The appeals court contended the economic loss rule can still apply to those claims and because Mid-Century’s negligence claim was based solely on the breach of contractual duty resulting in a purely economic loss, it was barred by the economic loss rule. The appeals court reversed the judgment entered against HIVE and remanded the case to the district court with instructions to direct a verdict in favor of HIVE. 

Carter Holdings Inc. v. Carter

Carter Holdings Inc. is a corporation in Colorado, which specializes in residential property development. Corey Carter, the ex-husband of Danene Carter, is CHI’s sole shareholder. Under CHI’s business model, it would buy a vacant lot, build and sell a residence on it, pay off the debt from the build and pocket the profit.

Danene Carter wasn’t a shareholder of CHI, she was involved in its operation. For example, she co-signed on many loans for the company that were used for building costs; put up her personal residences as security for home equity loans that benefited CHI; invested $70,000 of personal inheritance to fund the company’s operations; and worked for the company in different capacities.

Danene Carter co-signed two loans with Corey Carter for CHI in 2018. She cosigned a loan for $286,000 with Home Loan State Bank, with CHI used to complete the construction of the “St. Peppin” home, which is one of CHI’s properties. She also cosigned a loan for $319,000 with the same bank. Those proceeds were used to complete the construction of the “Kiva Drive” home, which was another CHI property. Both of the loans provided to the Carters were jointly and severally liable, which meant either could be held liable for the full unpaid amounts of the loans. 

In August 2018, Corey Carter filed for a dissolution of marriage. Danene Carter later testified Corey Carter exhibited self-destructive and erratic behavior. In September 2018, Danene Carter recorded a formal notice of pending legal action on the St. Peppin and Kiva Drive properties. Based on Danene Carter’s testimony, the trial court later determined she recorded them to protect her claimed interest in the properties. The court further concluded her motivation came from a fear Corey Carter would abscond with the sale proceeds, which would leave her solely responsible to repay the loans. 

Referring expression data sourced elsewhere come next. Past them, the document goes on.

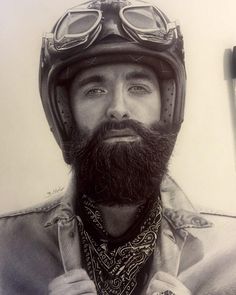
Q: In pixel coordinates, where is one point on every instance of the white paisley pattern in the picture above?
(114, 268)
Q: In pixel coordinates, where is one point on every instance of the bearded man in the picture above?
(112, 83)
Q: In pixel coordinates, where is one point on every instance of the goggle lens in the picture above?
(142, 18)
(77, 23)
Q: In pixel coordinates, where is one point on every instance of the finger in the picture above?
(159, 286)
(78, 288)
(76, 275)
(166, 277)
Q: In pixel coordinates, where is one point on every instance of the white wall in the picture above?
(204, 160)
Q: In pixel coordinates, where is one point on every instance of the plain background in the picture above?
(203, 163)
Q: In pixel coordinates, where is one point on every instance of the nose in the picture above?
(117, 109)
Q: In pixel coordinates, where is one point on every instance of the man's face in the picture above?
(118, 151)
(115, 92)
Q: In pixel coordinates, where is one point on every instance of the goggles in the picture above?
(142, 23)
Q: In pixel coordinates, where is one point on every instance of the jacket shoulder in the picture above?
(44, 207)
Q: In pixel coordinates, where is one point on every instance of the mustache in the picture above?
(102, 131)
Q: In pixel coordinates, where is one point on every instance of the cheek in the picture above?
(88, 115)
(148, 110)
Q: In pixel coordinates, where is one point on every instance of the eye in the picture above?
(139, 89)
(93, 92)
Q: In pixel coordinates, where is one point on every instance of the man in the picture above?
(112, 83)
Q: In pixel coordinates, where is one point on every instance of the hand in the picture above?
(74, 282)
(163, 281)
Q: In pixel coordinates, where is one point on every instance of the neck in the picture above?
(118, 219)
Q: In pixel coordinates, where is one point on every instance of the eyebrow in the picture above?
(137, 75)
(91, 79)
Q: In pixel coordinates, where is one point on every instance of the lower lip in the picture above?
(130, 138)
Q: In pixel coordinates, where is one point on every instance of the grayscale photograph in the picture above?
(118, 147)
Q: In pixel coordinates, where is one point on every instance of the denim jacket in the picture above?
(41, 243)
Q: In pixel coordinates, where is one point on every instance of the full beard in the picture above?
(121, 173)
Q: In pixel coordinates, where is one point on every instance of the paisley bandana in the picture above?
(114, 263)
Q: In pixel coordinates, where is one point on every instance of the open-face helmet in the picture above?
(104, 32)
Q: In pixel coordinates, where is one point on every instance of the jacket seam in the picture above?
(218, 214)
(45, 208)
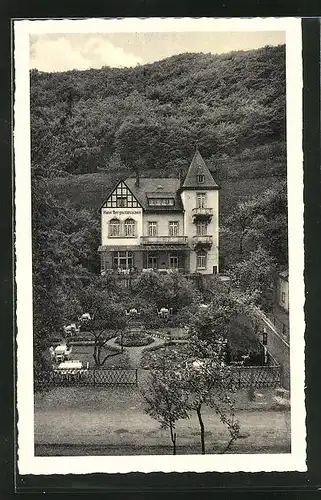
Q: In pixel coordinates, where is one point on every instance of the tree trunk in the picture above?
(173, 438)
(241, 244)
(199, 415)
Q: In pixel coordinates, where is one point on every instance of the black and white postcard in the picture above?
(159, 245)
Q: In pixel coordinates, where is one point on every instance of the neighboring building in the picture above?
(283, 290)
(163, 224)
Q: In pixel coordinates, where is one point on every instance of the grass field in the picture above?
(111, 421)
(90, 190)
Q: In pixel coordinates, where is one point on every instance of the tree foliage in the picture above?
(83, 121)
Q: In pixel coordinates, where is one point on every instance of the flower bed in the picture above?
(135, 339)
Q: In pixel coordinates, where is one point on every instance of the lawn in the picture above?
(111, 421)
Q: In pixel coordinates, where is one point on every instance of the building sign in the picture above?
(120, 212)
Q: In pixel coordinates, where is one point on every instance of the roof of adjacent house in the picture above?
(158, 187)
(199, 167)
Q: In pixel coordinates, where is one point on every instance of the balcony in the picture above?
(163, 240)
(202, 213)
(202, 241)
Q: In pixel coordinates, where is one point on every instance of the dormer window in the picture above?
(161, 202)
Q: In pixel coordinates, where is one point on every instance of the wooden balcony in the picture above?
(163, 240)
(202, 214)
(202, 242)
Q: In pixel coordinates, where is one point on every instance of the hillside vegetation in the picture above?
(151, 117)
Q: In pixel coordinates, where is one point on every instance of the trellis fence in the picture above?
(257, 377)
(238, 377)
(89, 377)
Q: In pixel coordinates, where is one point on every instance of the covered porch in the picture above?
(166, 258)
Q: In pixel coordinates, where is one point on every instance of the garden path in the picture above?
(135, 353)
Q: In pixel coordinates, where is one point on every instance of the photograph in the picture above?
(159, 245)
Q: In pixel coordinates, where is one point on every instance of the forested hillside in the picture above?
(150, 117)
(89, 128)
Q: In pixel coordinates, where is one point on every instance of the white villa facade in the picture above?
(164, 224)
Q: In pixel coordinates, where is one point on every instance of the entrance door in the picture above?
(173, 262)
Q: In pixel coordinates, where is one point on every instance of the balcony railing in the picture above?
(163, 240)
(204, 213)
(202, 241)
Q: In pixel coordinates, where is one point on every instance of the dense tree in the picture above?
(255, 276)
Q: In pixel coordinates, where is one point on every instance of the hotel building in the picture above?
(162, 224)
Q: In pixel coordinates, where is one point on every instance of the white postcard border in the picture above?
(27, 462)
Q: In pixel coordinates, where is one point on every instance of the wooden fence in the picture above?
(239, 377)
(89, 377)
(257, 377)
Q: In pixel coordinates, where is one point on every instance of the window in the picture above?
(173, 262)
(200, 200)
(152, 262)
(201, 228)
(161, 202)
(123, 260)
(152, 228)
(114, 228)
(129, 226)
(121, 197)
(173, 228)
(201, 260)
(121, 201)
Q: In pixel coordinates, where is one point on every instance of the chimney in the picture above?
(137, 178)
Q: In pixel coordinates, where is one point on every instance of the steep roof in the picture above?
(199, 167)
(158, 187)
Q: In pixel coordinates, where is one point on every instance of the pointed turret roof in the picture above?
(197, 168)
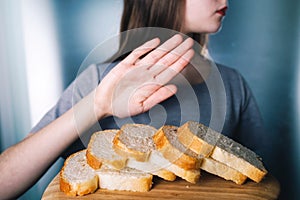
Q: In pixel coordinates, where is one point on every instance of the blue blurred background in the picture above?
(43, 43)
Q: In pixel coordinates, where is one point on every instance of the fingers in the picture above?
(158, 96)
(140, 51)
(162, 50)
(170, 72)
(172, 57)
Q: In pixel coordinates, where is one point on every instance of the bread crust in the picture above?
(124, 151)
(77, 188)
(171, 153)
(222, 170)
(139, 156)
(95, 161)
(239, 164)
(191, 141)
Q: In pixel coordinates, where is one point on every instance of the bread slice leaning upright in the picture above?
(172, 155)
(223, 156)
(134, 141)
(126, 179)
(100, 150)
(77, 177)
(240, 158)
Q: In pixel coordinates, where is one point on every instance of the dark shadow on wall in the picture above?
(258, 39)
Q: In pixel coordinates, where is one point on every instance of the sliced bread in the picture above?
(191, 175)
(166, 142)
(126, 179)
(197, 137)
(100, 150)
(77, 177)
(209, 143)
(217, 168)
(134, 141)
(240, 158)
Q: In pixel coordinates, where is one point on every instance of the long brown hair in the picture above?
(139, 14)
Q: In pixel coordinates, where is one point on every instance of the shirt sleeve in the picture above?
(250, 130)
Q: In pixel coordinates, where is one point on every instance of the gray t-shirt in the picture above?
(227, 106)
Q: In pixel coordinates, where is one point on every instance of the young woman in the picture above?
(141, 75)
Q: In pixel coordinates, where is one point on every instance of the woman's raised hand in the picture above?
(137, 84)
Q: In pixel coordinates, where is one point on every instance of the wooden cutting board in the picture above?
(209, 187)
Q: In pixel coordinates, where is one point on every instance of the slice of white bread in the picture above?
(240, 158)
(198, 138)
(77, 177)
(191, 176)
(172, 149)
(134, 141)
(209, 143)
(100, 150)
(214, 167)
(126, 179)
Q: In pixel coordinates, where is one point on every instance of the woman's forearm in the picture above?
(24, 163)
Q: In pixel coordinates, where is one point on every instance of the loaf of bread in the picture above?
(126, 179)
(77, 177)
(100, 150)
(127, 158)
(134, 141)
(240, 158)
(232, 157)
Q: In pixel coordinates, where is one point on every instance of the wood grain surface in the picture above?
(209, 187)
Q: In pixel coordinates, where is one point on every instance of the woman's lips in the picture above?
(222, 11)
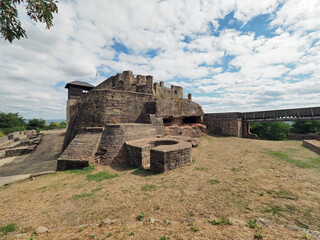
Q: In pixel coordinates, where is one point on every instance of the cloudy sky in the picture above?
(242, 55)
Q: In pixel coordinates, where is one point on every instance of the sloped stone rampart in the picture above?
(81, 150)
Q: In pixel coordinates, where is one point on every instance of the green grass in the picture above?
(274, 210)
(148, 187)
(312, 163)
(100, 176)
(85, 170)
(4, 230)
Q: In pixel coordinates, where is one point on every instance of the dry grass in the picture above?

In October 2018, CHI demanded the notices be removed, arguing they were holding up the sales of the properties and deprived CHI of operations funding. The following day, Danene Carter’s divorce attorney released the notice on the St. Peppin property on the condition sale proceeds would be held by Corey Carter’s attorney’s Colorado Lawyer Trust Account Foundation account. After being sold, the proceeds from the St. Peppin property went into the COLTAF account.

Later in October, CHI moved to intervene in the divorce action arguing the two notices were spurious under Colorado Revised Statute 38-35-201. In November 2018, Danene Carter’s attorney released the notice on the Kiva Drive property under the same condition. That property sold and the funds were put into the same COLTAF account. A few months later, the parties stipulated the release of the sale proceeds to CHI. 

In February 2020, as the divorce proceedings continued, CHI sued Danene Carter claiming she had no reasonable factual basis for recording the notices and that her recording of them was an abuse of process and tortious interference with prospective business relations. A trial court consolidated CHI’s motion to intervene in the dissolution case, which alleged the notices were spurious, with its tort lawsuit.

After a bench trial, the court found the notices weren’t spurious documents under 38-35-201, further finding CHI’s abuse of process and tortious interference claims failed.

CHI appealed, arguing the trial court erred in concluding the notices weren’t spurious documents. The Colorado Court of Appeals affirmed the order.

The appeals court contended they weren’t spurious because Danene Carter claimed an interest in the properties as marital assets in the dissolution of marriage proceedings. The appeals court reiterated in deciding whether a notice is spurious, it focuses on the relief the recording party claimed in the underlying action and a notice could be appropriate in the dissolution of marriage context.